Plans to build glamping tents at Florence Nightingale heritage site in Holloway spark mass objections

A heritage site in Holloway known for its links to ‘lady with the lamp’ Florence Nightingale might soon become land with glamping if its owners get their way – but the plans are proving controversial in the surrounding community.

Friday, 21st August 2020, 7:47 pm
Updated Friday, 21st August 2020, 7:51 pm

The Lea Hurst estate first belonged to Derwent Valley cotton pioneer Peter Nightingale, Florence’s great uncle, and became her family’s summer home – historic connections which have earned it grade II listed status.

But current owner Peter Kay is now looking to add to a recently launched bed and breakfast service by erecting three semi-permanent glamping tents in the house’s walled orchard.

Plans submitted to Amber Valley Borough Council in July have attracted more than 90 objections so far from residents concerned about the potential impact on the protected parkland setting of the house.

Lea Hurst, in Holloway, is the historic home of 19th century nursing pioneer Florence Nightingale.
Lea Hurst, in Holloway, is the historic home of 19th century nursing pioneer Florence Nightingale.

Comments also reference factors such as traffic, noise, a perceived absence of consultation, and the increasing commercialisation of the site.

A submission from Dethick, Lea and Holloway Parish Council said: “The proposal will bring substantial harm to the setting of the heritage asset, and is alien in form and type within the historic setting.

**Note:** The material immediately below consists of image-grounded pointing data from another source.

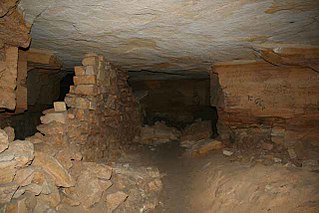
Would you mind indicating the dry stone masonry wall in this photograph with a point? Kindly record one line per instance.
(50, 172)
(103, 112)
(8, 78)
(277, 104)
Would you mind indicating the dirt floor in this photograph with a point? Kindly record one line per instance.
(215, 184)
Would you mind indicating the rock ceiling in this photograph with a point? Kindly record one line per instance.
(168, 35)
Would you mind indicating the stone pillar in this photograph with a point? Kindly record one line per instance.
(21, 92)
(8, 78)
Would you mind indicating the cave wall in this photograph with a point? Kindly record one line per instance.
(282, 99)
(103, 115)
(174, 101)
(8, 78)
(43, 88)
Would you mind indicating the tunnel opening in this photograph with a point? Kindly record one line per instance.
(178, 101)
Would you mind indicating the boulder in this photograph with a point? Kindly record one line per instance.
(89, 189)
(23, 152)
(7, 191)
(10, 132)
(203, 147)
(4, 140)
(59, 117)
(59, 106)
(114, 200)
(52, 166)
(7, 171)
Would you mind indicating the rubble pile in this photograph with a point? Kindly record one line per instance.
(50, 171)
(266, 146)
(195, 132)
(45, 176)
(103, 112)
(159, 133)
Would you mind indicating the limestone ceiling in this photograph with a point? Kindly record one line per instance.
(168, 35)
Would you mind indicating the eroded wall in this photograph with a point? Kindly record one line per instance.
(103, 115)
(8, 78)
(282, 99)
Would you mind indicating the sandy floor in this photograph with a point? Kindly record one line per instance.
(214, 184)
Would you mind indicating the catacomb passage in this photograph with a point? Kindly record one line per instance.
(192, 106)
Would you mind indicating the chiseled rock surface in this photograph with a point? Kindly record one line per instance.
(174, 35)
(4, 140)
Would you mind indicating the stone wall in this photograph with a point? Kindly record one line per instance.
(282, 99)
(103, 112)
(8, 78)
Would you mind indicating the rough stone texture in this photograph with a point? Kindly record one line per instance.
(169, 35)
(159, 133)
(10, 132)
(53, 167)
(4, 140)
(59, 106)
(13, 31)
(8, 78)
(21, 91)
(100, 108)
(280, 100)
(114, 200)
(277, 91)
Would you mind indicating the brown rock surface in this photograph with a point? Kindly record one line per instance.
(53, 167)
(4, 140)
(114, 200)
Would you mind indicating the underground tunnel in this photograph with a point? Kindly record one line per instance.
(172, 106)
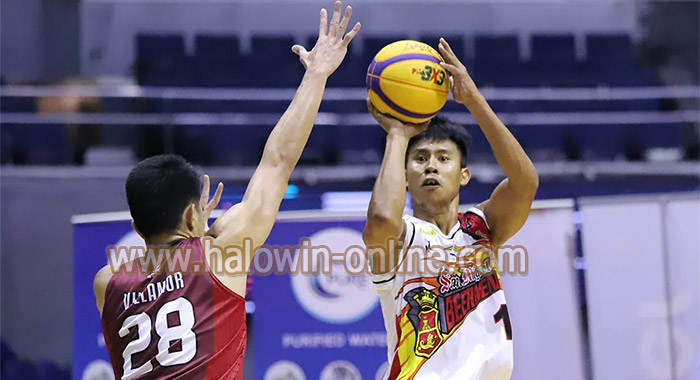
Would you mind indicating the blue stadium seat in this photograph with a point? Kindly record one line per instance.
(360, 144)
(19, 370)
(662, 135)
(456, 43)
(17, 104)
(540, 141)
(36, 144)
(218, 61)
(161, 61)
(610, 51)
(601, 142)
(320, 149)
(50, 371)
(497, 62)
(271, 63)
(553, 61)
(224, 48)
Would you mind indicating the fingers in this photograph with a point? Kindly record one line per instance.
(351, 34)
(447, 52)
(299, 50)
(323, 27)
(371, 108)
(204, 197)
(345, 21)
(217, 197)
(335, 20)
(452, 69)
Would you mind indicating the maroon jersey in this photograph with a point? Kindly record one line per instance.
(175, 325)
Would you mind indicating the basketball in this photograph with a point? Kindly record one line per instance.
(405, 80)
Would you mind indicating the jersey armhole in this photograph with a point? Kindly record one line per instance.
(480, 214)
(384, 282)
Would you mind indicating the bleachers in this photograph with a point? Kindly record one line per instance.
(496, 61)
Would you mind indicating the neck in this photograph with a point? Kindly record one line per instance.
(443, 216)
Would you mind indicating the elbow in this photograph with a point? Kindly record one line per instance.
(531, 184)
(379, 226)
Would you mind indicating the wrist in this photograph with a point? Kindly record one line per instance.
(474, 99)
(315, 74)
(399, 134)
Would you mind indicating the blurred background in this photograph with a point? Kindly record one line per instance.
(603, 95)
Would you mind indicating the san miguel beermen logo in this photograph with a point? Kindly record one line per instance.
(435, 316)
(424, 317)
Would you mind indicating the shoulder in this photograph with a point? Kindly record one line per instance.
(473, 222)
(102, 279)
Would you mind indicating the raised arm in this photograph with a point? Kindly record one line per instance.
(509, 205)
(254, 216)
(384, 216)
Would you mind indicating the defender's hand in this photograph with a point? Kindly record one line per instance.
(332, 43)
(392, 125)
(463, 87)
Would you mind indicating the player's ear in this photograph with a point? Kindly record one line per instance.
(465, 176)
(133, 225)
(190, 215)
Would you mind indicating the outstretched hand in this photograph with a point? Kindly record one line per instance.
(209, 205)
(332, 43)
(463, 86)
(392, 125)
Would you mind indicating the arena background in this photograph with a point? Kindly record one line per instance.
(603, 95)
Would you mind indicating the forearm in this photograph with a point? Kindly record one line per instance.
(510, 155)
(389, 194)
(287, 140)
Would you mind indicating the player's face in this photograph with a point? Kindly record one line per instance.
(433, 171)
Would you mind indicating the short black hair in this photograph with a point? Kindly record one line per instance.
(441, 129)
(158, 190)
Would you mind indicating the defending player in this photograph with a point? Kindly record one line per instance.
(180, 325)
(452, 323)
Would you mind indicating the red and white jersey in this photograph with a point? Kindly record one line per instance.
(174, 325)
(451, 322)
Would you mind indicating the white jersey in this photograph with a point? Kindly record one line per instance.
(448, 321)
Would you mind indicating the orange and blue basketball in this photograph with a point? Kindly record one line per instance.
(405, 80)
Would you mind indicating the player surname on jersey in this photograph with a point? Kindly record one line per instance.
(154, 290)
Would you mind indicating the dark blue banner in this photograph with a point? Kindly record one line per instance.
(326, 326)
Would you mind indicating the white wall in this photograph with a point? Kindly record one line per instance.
(642, 286)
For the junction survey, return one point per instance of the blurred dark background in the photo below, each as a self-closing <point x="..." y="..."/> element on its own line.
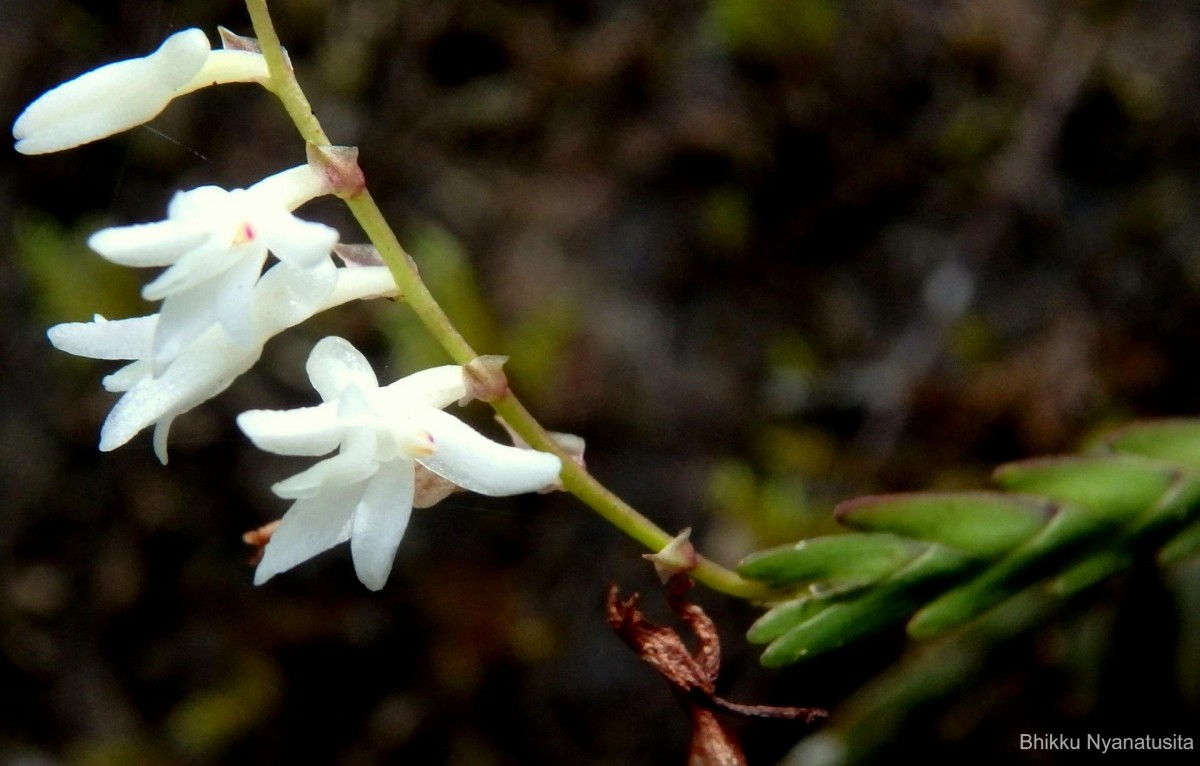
<point x="763" y="255"/>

“At no time have there been structures of scale and size similar tothose proposed within the walled garden."

As well as its own protections, Lea Hurst sits within a conservation area and the ‘buffer zone’ of the Derwent Valley Mills World Heritage Site – partly intended to obstruct any development which is out of character.

While the application says the three tents would be screened from view by the orchard walls, new planting and green textile drapes, not everyone is convinced.

The structures are intended to stay in place for ten years, and would stand 3.45 metres tall, 16 metres long, and six metres wide.

While limits are in place on the number of guestrooms allowed on site, the applicant intends to swap some of that allocation for the tents. Derbyshire County Council says any additional impact on traffic would be minimal.

A decision on the application is expected by September 7. For full details, search for AVA/2020/0615 at www.ambervalley.gov.uk.